A Deal On A Handshake
The Story of Wildcatting and the Search For Oil
by
Book Details
About the Book
The author’s 5th novel has topped her first!
While drilling for oil, wildcatters battle competitors and sabotage. A story of treachery, betrayal and treason - with rich sights and sounds of a unique place, alive with passion, dark with greed and desperation, this novel is an unforgettable reading experience.
Magical, bold and untamed, this is the story of an American wildcatter. A novel from the flat, red, dusty plains of Texas to the swamp lands of South Louisiana and the rich black oil pulsating beneath their surface. It is an eerie, feverish, delicate tale of Texas men and women and one man in particular, J.W. "Blackie" Corley, a patriarch who charmed his family to destruction.
With his wild recklessness, his magic touch, and his rash ways, J.W. was a born wildcatter, staking his life and livelihood drilling for oil in unlikely places. But oil would twist and break J.W. and take a price, finally, from his family.
Based on actual events.
About the Author
The author was born in Atlanta, Texas and raised in Golden Meadow, Louisiana on the banks of Bayou Lafourche near the Gulf of Mexico - one hour south of New Orleans.
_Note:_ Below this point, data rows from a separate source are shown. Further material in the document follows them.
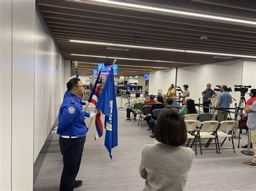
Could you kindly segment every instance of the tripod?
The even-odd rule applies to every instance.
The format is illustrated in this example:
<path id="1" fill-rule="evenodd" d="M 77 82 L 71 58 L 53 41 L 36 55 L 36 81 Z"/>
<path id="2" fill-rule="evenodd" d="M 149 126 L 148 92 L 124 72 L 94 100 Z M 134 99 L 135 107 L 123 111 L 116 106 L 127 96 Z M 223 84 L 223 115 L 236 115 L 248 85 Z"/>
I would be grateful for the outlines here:
<path id="1" fill-rule="evenodd" d="M 235 110 L 235 112 L 237 114 L 235 114 L 235 121 L 238 119 L 238 114 L 240 113 L 240 119 L 241 119 L 241 117 L 242 116 L 242 110 L 244 109 L 244 108 L 245 107 L 245 105 L 246 104 L 246 101 L 245 100 L 245 94 L 244 94 L 242 93 L 241 93 L 241 95 L 240 96 L 240 101 L 239 101 L 239 103 L 238 104 L 238 106 Z M 240 110 L 240 111 L 239 111 Z M 241 120 L 239 121 L 239 129 L 241 128 Z M 236 129 L 237 130 L 237 129 Z M 234 132 L 233 134 L 235 134 L 235 132 Z M 236 135 L 233 135 L 233 138 L 235 139 L 238 139 L 238 147 L 239 147 L 239 145 L 240 145 L 240 139 L 241 137 L 240 137 L 240 133 L 239 136 L 237 136 Z"/>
For 30 years the author worked in the field of Human Services, mostly as a Mental Health Counselor and Social Services Program Director in the Houma area. She holds a B.A. in Psychology with graduate work in Psychological Counseling from Nicholls State University and a PhD in Human Services from Walden University.
Historical Fiction is her favorite genre. While her career has been focused on dealing with academics, her interests have ranged far beyond the classroom and include a love of the paranormal, science fiction, the exploration of space and the search for extraterrestrial life - along with some simpler pursuits such as genealogy and photography. The author lives in Houma, Louisiana with her 3 cats.
She is the author of five novels on the folklife and folklore of south Louisiana Cajun Country. As a writer who indulges in the effort of what is glibly called literary fiction, and additionally labeled southern fiction, this southern author tells stories. She is concerned with Southern fiction as a form that is an expression of outlook and experience.
The author states, "I've been hearing that ‘you show stories.’ But people tell stories; they show things in pantomime or movies, but people tell stories. Southern Literary Fiction as a form and tradition has its root in oral story telling. It is a way of relating experience and interpreting experience. More simply put, it is telling stories about people, their world, and what has happened to them, and what they think about it. Their world, as is my world, is the Deep South."